Nach 41 Jahren – Manuellsen zieht aus Mülheim weg

Manuellsen

Erst vor ein paar Monaten entstand eine wilde Diskussion darum, ob man und wer sich als König des Ruhrgebiets bezeichnen darf. Wie die meisten wissen dürfte, entstand die Debatte aus einem Streit zwischen Manuellsen und Pa Sports heraus, der inzwischen bereits geschlichtet worden ist.

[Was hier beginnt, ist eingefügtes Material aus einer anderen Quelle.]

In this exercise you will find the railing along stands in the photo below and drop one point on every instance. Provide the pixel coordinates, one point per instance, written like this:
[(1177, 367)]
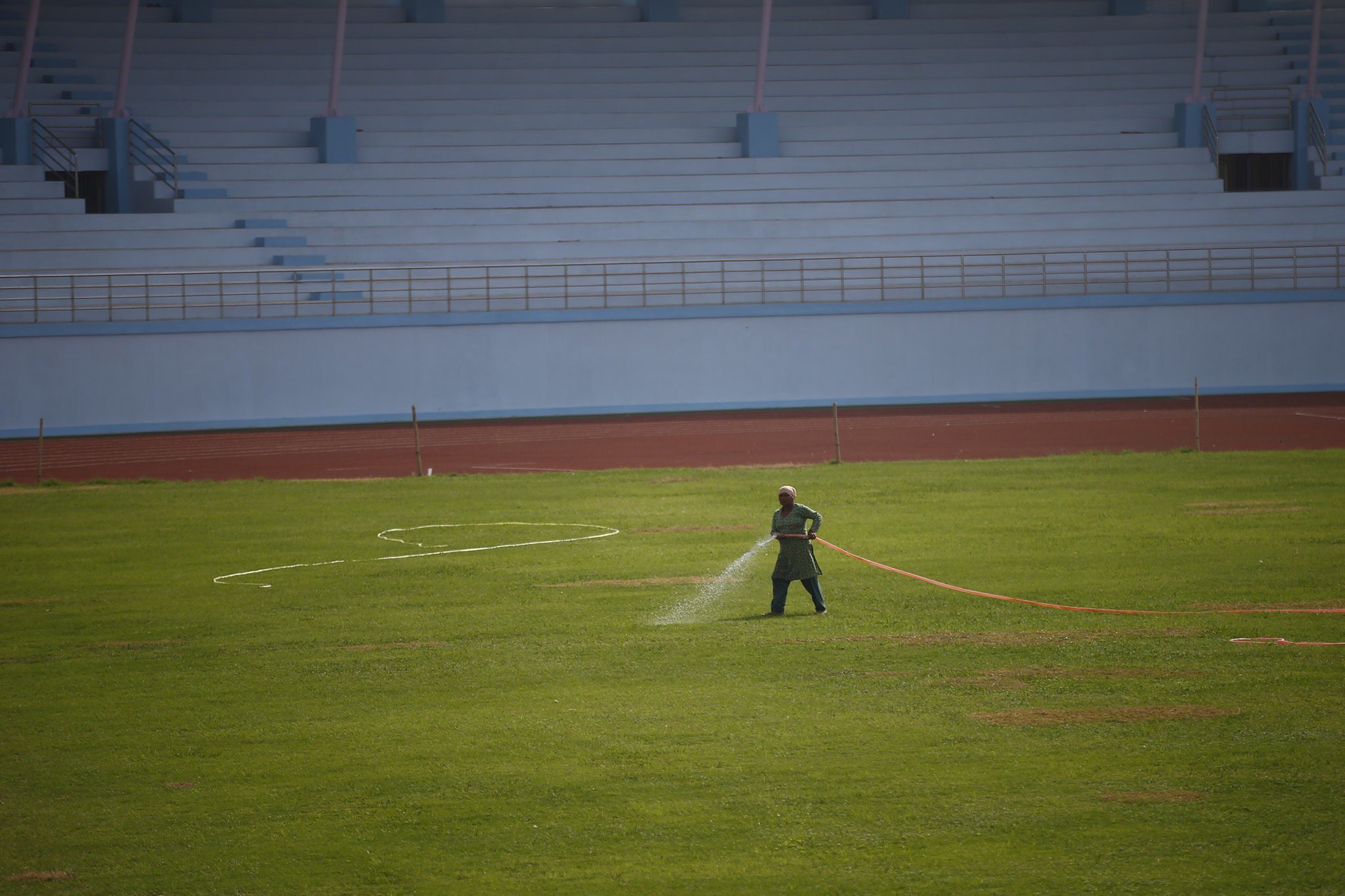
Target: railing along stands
[(154, 154), (55, 156), (1252, 108), (73, 121), (1210, 133), (273, 293), (1317, 135)]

Trotzdem ist das Thema eigentlich ziemlich interessant, gerade wegen der Fülle an bekannten deutschen Rappern, die aus dem Ruhrgebiet kommen. Die beiden Streithähne haben sich was diese Diskussion allerdings nicht einigen können. Pa Sports argumentiert, dass ein König geboren wird und dementsprechend auch der König bleibt, selbst wenn er wegzieht. Manuellsen wiederum beharrt auf seinem Standpunkt, dass ein Rapper, der weggezogen ist, sich nicht als König des Ruhrpotts bezeichnen kann.

Mülheim

In diesem Sinne hat Manuellsen einige ziemlich starke Argumente dafür, sich als die vielleicht größte Figur des Ruhrpotts zu bezeichnen. Nachdem er in Berlin geboren ist, kam er aufgrund der Abschiebung seiner leiblichen Mutter schnell bei einer Pflegefamilie in Mülheim unter und hat seitdem 41 Jahre ununterbrochen dort gelebt.

Die Verbundenheit mit dem Ruhrpott, dem Ort an dem er aufgewachsen ist und sein ganzes Leben gelebt hat, ist bei ihm also so stark wie bei keinem anderen deutschen Rapper. Vor etwa 4 Jahren zog er noch einmal innerhalb Mülheims um, in eine gut situierte Gegend.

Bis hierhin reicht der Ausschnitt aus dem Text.